Responses of nerve fibres of the rat saphenous nerve neuroma to mechanical and chemical stimulation: an in vitro study
Author's present address M. A. Pozo: Departamento de Fisiología, Facultad de Medicina, Universidad Complutense de Madrid, 28040-Madrid, Spain.
- 1The response of neuroma nerve endings to different stimuli was studied in a saphenous nerve neuroma preparation in vitro.
- 2Electrical activity was recorded from 141 single fibres dissected of saphenous nerve. One-third (27 %) displayed spontaneous activity. Based on their response to mechanical and chemical stimuli, neuroma nerve fibres were classified as mechanosensory fibres (47.5 %), mechanically insensitive chemosensory fibres (17.0 %), polymodal nociceptor fibres (28.4 %) and unresponsive fibres (7.1 %).
- 3Mechanosensory and polymodal neuroma endings responded to von Frey hair stimulation either with a few impulses (phasic units) or a sustained discharge (tonic units). Polymodal units were additionally activated by at least one of the following stimuli: acidic solutions; a combination of bradykinin, prostaglandin E2, serotonin, substance P and histamine (all at 1 μM) plus 7 mm KCl (inflammatory soup); 600 mm NaCl and capsaicin.
- 4Low pH solutions increased the firing discharge of polymodal endings proportionally to the proton concentration. The ‘inflammatory soup’ evoked a firing response characterized by the absence of tachyphylaxis, which appeared when its components were applied separately. Both stimuli sensitized polymodal fibres to mechanical stimulation. Hypertonic NaCl (600 mm) and capsaicin (3.3 mm) induced a prolonged discharge that outlasted the stimulus duration.

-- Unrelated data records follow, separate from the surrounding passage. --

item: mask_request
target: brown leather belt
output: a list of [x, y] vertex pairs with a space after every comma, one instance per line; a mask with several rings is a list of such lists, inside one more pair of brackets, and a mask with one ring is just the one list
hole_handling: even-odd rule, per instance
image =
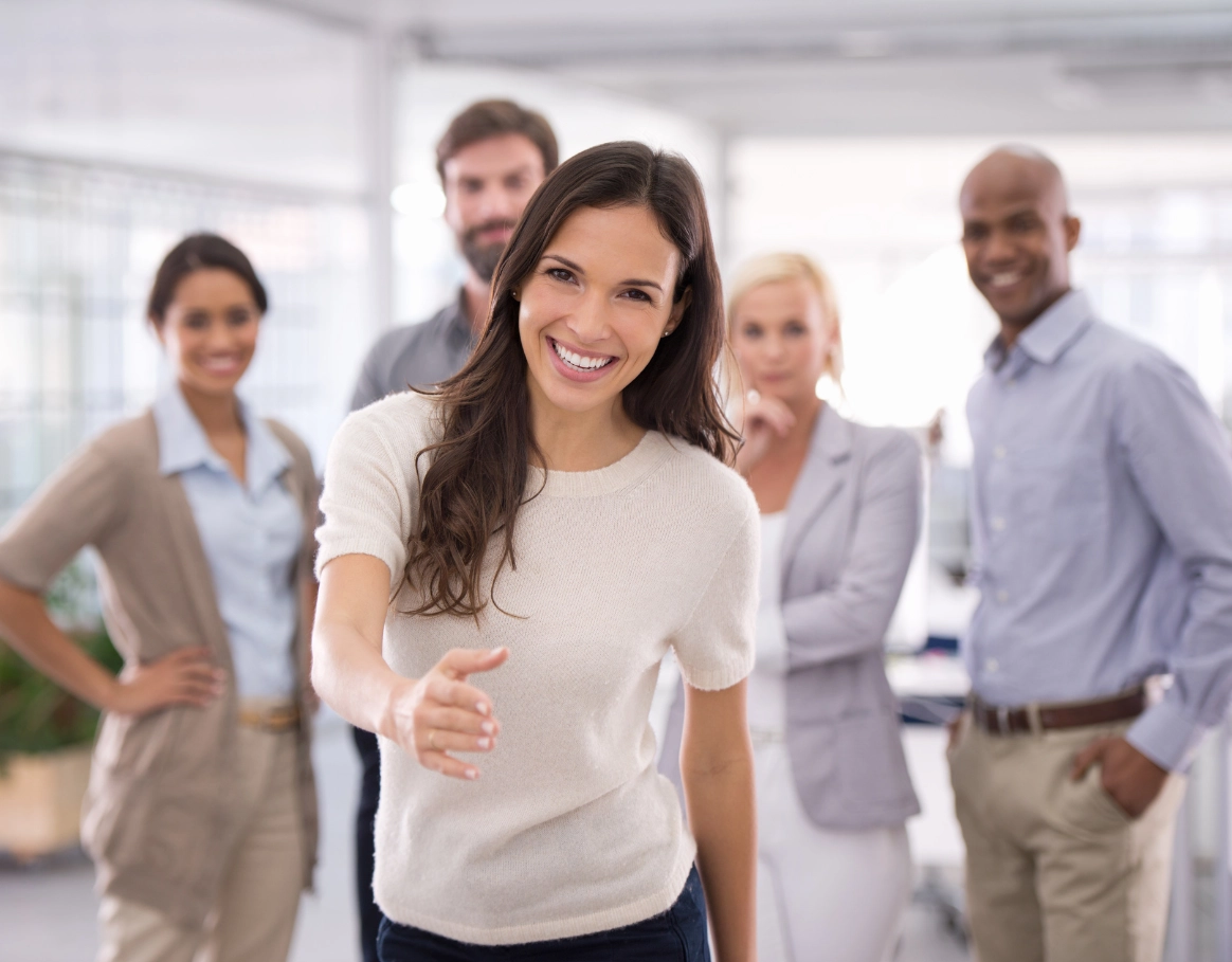
[[[1146, 707], [1147, 692], [1140, 685], [1132, 691], [1114, 695], [1110, 698], [1055, 705], [1024, 705], [1015, 708], [998, 707], [973, 698], [971, 714], [976, 724], [991, 735], [1014, 735], [1026, 732], [1085, 728], [1094, 724], [1124, 722], [1142, 714]], [[1032, 714], [1036, 718], [1035, 723], [1031, 721]]]
[[271, 708], [240, 705], [239, 723], [245, 728], [257, 728], [262, 732], [291, 732], [299, 727], [299, 708], [294, 705], [278, 705]]

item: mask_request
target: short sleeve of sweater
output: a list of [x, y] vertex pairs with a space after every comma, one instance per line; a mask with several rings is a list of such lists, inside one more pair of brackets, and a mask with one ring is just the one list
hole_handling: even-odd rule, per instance
[[692, 687], [729, 689], [753, 670], [761, 528], [747, 512], [685, 626], [673, 638]]
[[383, 402], [350, 415], [329, 446], [320, 498], [324, 520], [317, 528], [317, 575], [334, 558], [370, 554], [389, 568], [392, 594], [407, 568], [419, 483], [414, 455], [397, 453], [407, 442], [391, 437], [397, 421], [387, 416], [387, 405]]

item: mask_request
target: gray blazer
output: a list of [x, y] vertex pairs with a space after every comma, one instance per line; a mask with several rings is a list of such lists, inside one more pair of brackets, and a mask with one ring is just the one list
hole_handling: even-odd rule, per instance
[[[825, 828], [899, 825], [920, 810], [883, 649], [919, 537], [920, 491], [910, 435], [822, 409], [787, 504], [781, 562], [787, 753], [804, 810]], [[681, 693], [659, 762], [678, 783]]]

- 5Mechanically insensitive chemosensory neuroma fibres exhibited responses to chemical stimuli analogous to polymodal fibres. They became mechanically sensitive after chemical stimulation.
- 6These findings show that neuroma nerve endings in the rat saphenous nerve neuroma in vitro are functionally heterogeneous and exhibit properties reminiscent of those in intact mechanosensory, polymodal and ‘silent’ nociceptor sensory afferents, including their sensitization by algesic chemicals.